Проводив его взглядом, Сергеев сказал:

— Ничего! Перемелется — мука будет. А в остальном все верно. Начинаешь правильно, Алексей Васильевич. Держись! Нас мало, но мы в тельняшках — почти как моряки!

2

Над городом стояла обволакивающая духота, но, пока Фурашов ехал на вокзал, ничто, пожалуй, не предвещало грозы, только белые тяжелые облака скапливались на синей глади неба.

Когда такси вынеслось на горбину Крымского моста, Алексей увидел на горизонте, за ослепительно сверкающими золотом куполами Кремля, узкую синюшную полоску неба — там будто спрессовывались облака.

Пока перебегал привокзальную площадь, а подом по лабиринтам перехода выскочил на перрон, отыскал нужную платформу, не заметил, как в природе разом все изменилось: заволокло небо, потемнело, дохнул ветер, подхватил обрывки бумага, сор с платформы. Мороженщицы в белых куртках торопливо увозили с перрона на гремящих колесиках-подшипниках ящики с нарисованными пингвинами. Носились в панике над привокзальными домами голуби в призрачно-желтом, неспокойном небе, падали сверкающими комочками с высоты под крыши — прятались. Громыхнул отдаленно и глухо гром. Ударили капли дождя. Темные оспины выбились на асфальте. Алексей пожалел, что не захватил накидку — хоть бы укрыть девочек.

Поезд подходил медленно. В седьмом вагоне мелькнули три знакомых лица, прилипших к окну. Алексей махнул рукой, побежал за катившимся еще вагоном, вскочил на подножку.

Первой увидел сияющую Катю, потом Маринку с белым бантом в волосах, потом Валю. Она — в дверях купе. И слезы в глазах. Слезы радости — в этом он не мог обмануться. Но ее улыбка… Виноватая, печальная, словно ей что-то мешало радоваться в полную силу. С дороги? Просто устала? Или?.. Ведь такой, виноватой и тихой, она всякий раз была после… Алексей испугался даже мысленно назвать то состояние. Неужели?.. Отмахнулся от назойливой мысли и так, по очереди, в суматошливой радости обнимал их, целовал — в губы, в нос, в глаза, не стесняясь пассажиров. Был безмерно рад их приезду, рад тому, что сейчас они будут в своей квартире, что кончились его волнения и одинокая, неустроенная жизнь.

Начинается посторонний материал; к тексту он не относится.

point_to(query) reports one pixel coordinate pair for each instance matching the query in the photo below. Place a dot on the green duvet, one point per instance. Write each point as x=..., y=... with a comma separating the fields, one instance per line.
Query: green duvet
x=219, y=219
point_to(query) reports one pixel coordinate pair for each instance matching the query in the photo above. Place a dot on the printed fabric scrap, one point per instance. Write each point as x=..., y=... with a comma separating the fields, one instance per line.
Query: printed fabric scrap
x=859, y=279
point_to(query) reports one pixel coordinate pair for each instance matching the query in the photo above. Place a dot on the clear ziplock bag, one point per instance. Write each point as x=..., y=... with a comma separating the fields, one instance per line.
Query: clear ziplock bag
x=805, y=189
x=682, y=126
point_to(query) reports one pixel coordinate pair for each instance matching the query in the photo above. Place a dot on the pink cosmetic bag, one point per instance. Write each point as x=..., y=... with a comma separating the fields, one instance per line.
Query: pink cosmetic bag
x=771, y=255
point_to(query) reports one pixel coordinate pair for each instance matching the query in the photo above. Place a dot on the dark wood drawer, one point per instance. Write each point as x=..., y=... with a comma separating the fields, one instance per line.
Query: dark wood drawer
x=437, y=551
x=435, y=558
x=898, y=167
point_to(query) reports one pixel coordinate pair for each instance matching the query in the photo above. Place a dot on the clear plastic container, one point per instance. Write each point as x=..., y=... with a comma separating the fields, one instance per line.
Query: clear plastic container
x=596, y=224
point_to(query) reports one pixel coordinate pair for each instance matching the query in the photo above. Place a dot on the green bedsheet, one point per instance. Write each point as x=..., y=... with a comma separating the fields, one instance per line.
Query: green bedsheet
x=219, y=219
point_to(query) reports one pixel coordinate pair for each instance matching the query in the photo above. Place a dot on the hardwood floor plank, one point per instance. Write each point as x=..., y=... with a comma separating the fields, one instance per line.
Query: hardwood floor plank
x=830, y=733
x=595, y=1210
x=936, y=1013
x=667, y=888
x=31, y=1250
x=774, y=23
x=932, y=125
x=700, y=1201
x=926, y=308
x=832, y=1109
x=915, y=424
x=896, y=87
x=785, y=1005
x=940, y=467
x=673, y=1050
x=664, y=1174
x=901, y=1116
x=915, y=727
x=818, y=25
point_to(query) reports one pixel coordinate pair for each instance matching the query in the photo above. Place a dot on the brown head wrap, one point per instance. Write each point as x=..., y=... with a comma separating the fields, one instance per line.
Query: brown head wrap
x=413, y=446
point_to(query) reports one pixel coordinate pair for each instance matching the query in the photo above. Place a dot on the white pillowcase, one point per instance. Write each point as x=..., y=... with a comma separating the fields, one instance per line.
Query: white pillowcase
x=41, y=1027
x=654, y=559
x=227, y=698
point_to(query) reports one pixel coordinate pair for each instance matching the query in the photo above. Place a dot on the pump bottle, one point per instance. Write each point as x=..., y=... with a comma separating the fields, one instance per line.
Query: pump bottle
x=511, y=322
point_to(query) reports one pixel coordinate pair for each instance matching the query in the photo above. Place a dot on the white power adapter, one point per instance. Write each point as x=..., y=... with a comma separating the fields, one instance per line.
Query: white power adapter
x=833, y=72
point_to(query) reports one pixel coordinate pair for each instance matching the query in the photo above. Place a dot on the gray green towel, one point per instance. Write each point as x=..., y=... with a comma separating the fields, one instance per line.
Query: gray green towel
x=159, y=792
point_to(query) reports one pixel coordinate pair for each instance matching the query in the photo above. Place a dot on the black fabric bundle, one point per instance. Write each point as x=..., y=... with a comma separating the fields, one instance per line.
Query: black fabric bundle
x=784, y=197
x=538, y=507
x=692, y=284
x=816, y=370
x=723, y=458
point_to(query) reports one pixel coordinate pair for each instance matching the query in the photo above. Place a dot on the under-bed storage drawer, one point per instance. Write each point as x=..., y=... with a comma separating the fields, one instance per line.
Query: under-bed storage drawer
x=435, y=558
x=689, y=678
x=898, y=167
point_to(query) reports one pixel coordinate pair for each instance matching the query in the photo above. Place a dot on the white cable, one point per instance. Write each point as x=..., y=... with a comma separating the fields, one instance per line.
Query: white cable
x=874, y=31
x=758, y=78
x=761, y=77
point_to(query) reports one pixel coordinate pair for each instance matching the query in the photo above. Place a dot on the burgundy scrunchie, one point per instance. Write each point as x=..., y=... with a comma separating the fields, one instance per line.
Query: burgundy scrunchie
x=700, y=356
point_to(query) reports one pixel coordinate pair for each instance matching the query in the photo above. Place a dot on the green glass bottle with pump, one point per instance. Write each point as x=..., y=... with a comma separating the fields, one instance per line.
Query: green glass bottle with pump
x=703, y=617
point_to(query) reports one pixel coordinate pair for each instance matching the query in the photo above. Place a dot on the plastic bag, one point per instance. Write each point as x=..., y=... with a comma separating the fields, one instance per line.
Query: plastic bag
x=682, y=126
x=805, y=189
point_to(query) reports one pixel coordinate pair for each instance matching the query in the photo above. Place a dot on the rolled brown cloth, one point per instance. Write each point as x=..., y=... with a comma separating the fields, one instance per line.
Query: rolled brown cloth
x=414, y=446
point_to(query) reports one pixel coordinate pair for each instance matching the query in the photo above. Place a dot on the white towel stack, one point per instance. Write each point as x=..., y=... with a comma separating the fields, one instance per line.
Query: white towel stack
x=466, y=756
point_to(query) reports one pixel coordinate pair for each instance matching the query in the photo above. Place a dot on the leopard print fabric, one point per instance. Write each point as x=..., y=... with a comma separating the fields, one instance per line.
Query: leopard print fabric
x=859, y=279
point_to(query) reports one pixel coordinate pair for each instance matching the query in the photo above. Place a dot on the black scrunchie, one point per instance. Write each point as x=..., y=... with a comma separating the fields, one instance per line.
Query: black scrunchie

Целуя Валю, ощутил мокрую соленость на ее щеке, шепнул участливо: «Ну, что ты?» Смахнул слезы, она принялась деловито выставлять в коридор чемоданы и свертки.

Носильщика найти оказалось нелегко — начавшийся дождь распугал и их, — но вскоре один появился в вагоне. Алексей затащил его в купе.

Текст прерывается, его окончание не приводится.